I started the weekend working on the cockpit. I really want to light the cockpit to give the ship a better sense of scale. Plus, it would look sweet. From the look of it, the cockpit is a little more cramped than it would be at 1:1 scale. Despite this, it looks really nice once the canopy is on. It is going to be a huge challenge to add illumination which may require recasting the parts in clear resin. More on that later.
While I formulate a plan of attack for the cockpit, I decided to move on to customizing some other aspects of the Fine Molds kit. The panels/plates of the upper and lower hulls are molded in on the kit. At the outer edge, notch depressions are present but are not fully cut as they are on the studio scale model. Using a square file I quickly zipped through the thin styrene completing the lower hull. Let me say that this definately makes a huge improvement! In the photos below you can compare the upper and lower hull edges.
The upper and lower hulls are nearly 100% complete. I'm debating on what to do with the 6 exhaust ports at the rear of the upper hull. Ideally, I'd like to cut the holes out and add the small fan details below the surface. However, I'm concerned that I won't be able to find mesh grills to cover them that look right. The photo etched grills I've seen look nice but they don't seem fine enough for this scale.
Finally, here's the two halves of the hull together. You can really see the difference that those notches make on the edge.
I have begun testing LEDs for the lighting of the ship. And I'm starting to take stock of just how many LEDs this kit will require as well as what type of power source it will require. With any luck, I'll be able to power all the lights with a single 9V battery by wiring the LEDs up in parallel.

Thursday, June 01, 2006

Sub assembly required.

Last night I focused on sub assemblies that finish off the holes on the upper hull. Then I started with the assemblies that make up the sidewalls of the ship. Some of these attach to the kit via screws while others use conventional glue. I will definately primer and base coat these parts prior to attaching them to guarantee sufficient coating/coverage. However, I'm not sure if I want to detail and weather them separately. In any case, here they are. To date I have completed over 300 parts.
It seems odd that I haven't posted some sort of step-by -step how-to. I think I was so anxious to make progress on the kit that I forgot to share how I'm going about things. Here we go:

First, I locate the parts needed and remove them from the tree using the Xuron sprue snips. Be careful no to trim off any bits the part is supposed to have.

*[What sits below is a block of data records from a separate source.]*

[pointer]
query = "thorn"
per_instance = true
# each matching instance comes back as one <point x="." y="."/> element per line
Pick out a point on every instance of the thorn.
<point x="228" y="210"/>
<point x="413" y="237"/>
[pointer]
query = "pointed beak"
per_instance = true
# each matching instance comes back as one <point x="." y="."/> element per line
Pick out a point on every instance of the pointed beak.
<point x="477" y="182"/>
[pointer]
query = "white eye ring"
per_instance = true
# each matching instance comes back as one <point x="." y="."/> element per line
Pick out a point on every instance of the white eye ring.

Next, I use my X-acto knife to trim any excess sprue that might remain on the part. It's important to be careful here and not gouge the part. I sand the resulting area to make sure the surface is smooth.

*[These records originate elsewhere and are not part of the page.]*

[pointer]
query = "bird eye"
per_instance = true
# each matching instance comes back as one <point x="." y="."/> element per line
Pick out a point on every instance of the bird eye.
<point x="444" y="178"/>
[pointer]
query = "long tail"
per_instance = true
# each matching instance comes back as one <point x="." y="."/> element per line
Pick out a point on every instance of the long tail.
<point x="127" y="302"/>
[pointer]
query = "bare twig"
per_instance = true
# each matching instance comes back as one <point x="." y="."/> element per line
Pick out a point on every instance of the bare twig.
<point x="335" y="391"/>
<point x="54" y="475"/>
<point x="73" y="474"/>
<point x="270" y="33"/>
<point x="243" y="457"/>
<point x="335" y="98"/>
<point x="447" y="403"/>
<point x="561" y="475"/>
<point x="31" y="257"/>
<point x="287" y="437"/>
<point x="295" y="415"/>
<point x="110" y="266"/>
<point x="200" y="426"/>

I carefully brush on plastic weld anywhere it will contact the joining part. Try not to get it close to edges where it may seep out and be visible when cured. Use micro brushes to apply the glue to smaller parts. You have to work quickly before it evaporates. Join the parts and apply some pressure for 10-15 seconds allowing the styrene to bond.

There you have it. A I personally like to prep a good 10 parts at a time prior to gluing. The prep work takes more time, and once I've got the glue out I like to do as many parts as possible before closing the cap (to avoid unwanted spill accidents).